High-Fidelity Virtual Try-on with Large-Scale Unpaired Learning

Virtual try-on (VTON) transfers a target clothing image to a reference person, where clothing fidelity is a key requirement for downstream e-commerce applications. However, existing VTON methods still fall short in high-fidelity try-on due to the conflict between the high diversity of dressing styles (\eg clothes occluded by pants or distorted by posture) and the limited paired data for training. In this work, we propose a novel framework \textbf{Boosted Virtual Try-on (BVTON)} to leverage the large-scale unpaired learning for high-fidelity try-on. Our key insight is that pseudo try-on pairs can be reliably constructed from vastly available fashion images. Specifically, \textbf{1)} we first propose a compositional canonicalizing flow that maps on-model clothes into pseudo in-shop clothes, dubbed canonical proxy.
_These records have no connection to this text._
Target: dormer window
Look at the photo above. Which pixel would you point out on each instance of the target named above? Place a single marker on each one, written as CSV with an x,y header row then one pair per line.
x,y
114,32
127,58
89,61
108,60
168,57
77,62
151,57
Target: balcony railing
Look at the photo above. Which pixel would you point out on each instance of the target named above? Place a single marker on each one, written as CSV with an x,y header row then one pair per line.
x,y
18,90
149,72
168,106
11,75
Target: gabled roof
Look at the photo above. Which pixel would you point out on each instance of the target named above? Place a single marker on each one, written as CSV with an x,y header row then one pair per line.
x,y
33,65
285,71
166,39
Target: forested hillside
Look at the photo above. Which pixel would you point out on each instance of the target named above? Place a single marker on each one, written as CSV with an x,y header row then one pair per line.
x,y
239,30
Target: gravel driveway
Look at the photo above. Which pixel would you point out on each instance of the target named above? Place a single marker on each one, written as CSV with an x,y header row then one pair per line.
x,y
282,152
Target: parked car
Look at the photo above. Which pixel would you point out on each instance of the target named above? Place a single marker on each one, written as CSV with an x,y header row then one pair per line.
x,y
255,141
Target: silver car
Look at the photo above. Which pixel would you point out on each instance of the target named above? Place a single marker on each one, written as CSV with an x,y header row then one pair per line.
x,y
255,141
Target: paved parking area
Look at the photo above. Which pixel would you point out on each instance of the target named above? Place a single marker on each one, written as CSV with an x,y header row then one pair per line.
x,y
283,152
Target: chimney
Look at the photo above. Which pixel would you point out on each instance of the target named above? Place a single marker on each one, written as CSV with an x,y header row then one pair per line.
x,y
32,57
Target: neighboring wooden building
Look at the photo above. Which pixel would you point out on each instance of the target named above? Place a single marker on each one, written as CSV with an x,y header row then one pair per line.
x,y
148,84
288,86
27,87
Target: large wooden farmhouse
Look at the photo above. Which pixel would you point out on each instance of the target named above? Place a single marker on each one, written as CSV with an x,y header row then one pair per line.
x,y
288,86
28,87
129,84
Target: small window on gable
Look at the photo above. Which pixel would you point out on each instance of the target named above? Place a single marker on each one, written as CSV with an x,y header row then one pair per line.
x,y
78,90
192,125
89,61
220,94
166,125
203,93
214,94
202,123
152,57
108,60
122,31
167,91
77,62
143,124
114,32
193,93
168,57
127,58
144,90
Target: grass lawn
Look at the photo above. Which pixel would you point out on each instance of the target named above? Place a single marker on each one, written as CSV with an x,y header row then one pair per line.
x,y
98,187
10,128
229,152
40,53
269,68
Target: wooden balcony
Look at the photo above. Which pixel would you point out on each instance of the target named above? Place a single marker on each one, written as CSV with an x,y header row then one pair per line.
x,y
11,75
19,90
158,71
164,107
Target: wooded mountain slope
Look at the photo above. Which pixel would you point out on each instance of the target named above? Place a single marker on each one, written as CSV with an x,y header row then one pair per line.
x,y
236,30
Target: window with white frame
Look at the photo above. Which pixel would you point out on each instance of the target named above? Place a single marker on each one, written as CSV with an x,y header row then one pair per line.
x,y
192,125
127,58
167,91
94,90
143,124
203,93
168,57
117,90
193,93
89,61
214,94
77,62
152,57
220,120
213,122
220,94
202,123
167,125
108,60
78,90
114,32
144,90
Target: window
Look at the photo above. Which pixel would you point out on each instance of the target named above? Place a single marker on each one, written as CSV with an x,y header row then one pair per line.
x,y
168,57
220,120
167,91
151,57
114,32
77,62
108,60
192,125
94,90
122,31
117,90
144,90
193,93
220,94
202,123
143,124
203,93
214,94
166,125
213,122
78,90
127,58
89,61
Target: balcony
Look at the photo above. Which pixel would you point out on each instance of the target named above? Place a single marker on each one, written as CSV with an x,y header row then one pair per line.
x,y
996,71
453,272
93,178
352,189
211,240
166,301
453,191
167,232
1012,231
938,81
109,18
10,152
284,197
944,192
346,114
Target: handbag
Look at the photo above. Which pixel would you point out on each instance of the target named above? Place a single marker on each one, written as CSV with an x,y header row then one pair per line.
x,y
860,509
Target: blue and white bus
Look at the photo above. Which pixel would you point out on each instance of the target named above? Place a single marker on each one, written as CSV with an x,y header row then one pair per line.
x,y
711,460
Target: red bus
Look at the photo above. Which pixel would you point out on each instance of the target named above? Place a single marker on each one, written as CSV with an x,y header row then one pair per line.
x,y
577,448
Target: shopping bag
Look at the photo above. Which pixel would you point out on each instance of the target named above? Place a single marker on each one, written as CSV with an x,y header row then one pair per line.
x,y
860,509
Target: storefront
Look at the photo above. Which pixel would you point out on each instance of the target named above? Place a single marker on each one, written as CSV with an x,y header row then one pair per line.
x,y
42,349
Each clothing part (sleeves, torso) is reversely deformed into an in-shop-like shape to compositionally construct the canonical proxy. \textbf{2)} Next, we design a layered mask generation module that generates accurate semantic layout by training on canonical proxy. We replace the in-shop clothes used in conventional pipelines with the derived canonical proxy to boost the training process. \textbf{3)} Finally, we propose an unpaired try-on synthesizer by constructing pseudo training pairs with randomly misaligned on-model clothes, where intricate skin texture and clothes boundaries can be generated. Extensive experiments on high-resolution ($1024\times768$) datasets demonstrate the superiority of our approach over state-of-the-art methods both qualitatively and quantitatively. Notably, BVTON shows great generalizability and scalability to various dressing styles and data sources.